Net2Vec: Quantifying and Explaining how Concepts are Encoded by Filters in Deep Neural Networks
This addresses the challenge of interpreting neural network representations for researchers in explainable AI, though it is incremental in advancing distributed representation analysis.
The paper tackles the problem of understanding how semantic concepts are encoded in deep neural networks by showing that single-filter interpretations are often unrepresentative, and introduces Net2Vec to map concepts to vector embeddings from multiple filters, revealing that concepts typically require multiple filters and filters often encode multiple concepts.

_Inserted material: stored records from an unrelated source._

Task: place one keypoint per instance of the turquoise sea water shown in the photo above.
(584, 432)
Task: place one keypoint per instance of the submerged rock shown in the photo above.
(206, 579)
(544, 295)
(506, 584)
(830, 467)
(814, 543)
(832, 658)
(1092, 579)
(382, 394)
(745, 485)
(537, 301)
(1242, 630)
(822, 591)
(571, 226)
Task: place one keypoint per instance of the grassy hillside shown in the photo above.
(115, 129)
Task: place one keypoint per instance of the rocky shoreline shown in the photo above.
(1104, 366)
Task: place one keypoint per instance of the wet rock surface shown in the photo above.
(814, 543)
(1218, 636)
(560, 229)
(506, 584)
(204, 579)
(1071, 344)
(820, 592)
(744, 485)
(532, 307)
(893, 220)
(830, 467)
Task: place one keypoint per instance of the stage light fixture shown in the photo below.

In an effort to understand the meaning of the intermediate representations captured by deep networks, recent papers have tried to associate specific semantic concepts to individual neural network filter responses, where interesting correlations are often found, largely by focusing on extremal filter responses. In this paper, we show that this approach can favor easy-to-interpret cases that are not necessarily representative of the average behavior of a representation. A more realistic but harder-to-study hypothesis is that semantic representations are distributed, and thus filters must be studied in conjunction. In order to investigate this idea while enabling systematic visualization and quantification of multiple filter responses, we introduce the Net2Vec framework, in which semantic concepts are mapped to vectorial embeddings based on corresponding filter responses. By studying such embeddings, we are able to show that 1., in most cases, multiple filters are required to code for a concept, that 2., often filters are not concept specific and help encode multiple concepts, and that 3., compared to single filter activations, filter embeddings are able to better characterize the meaning of a representation and its relationship to other concepts.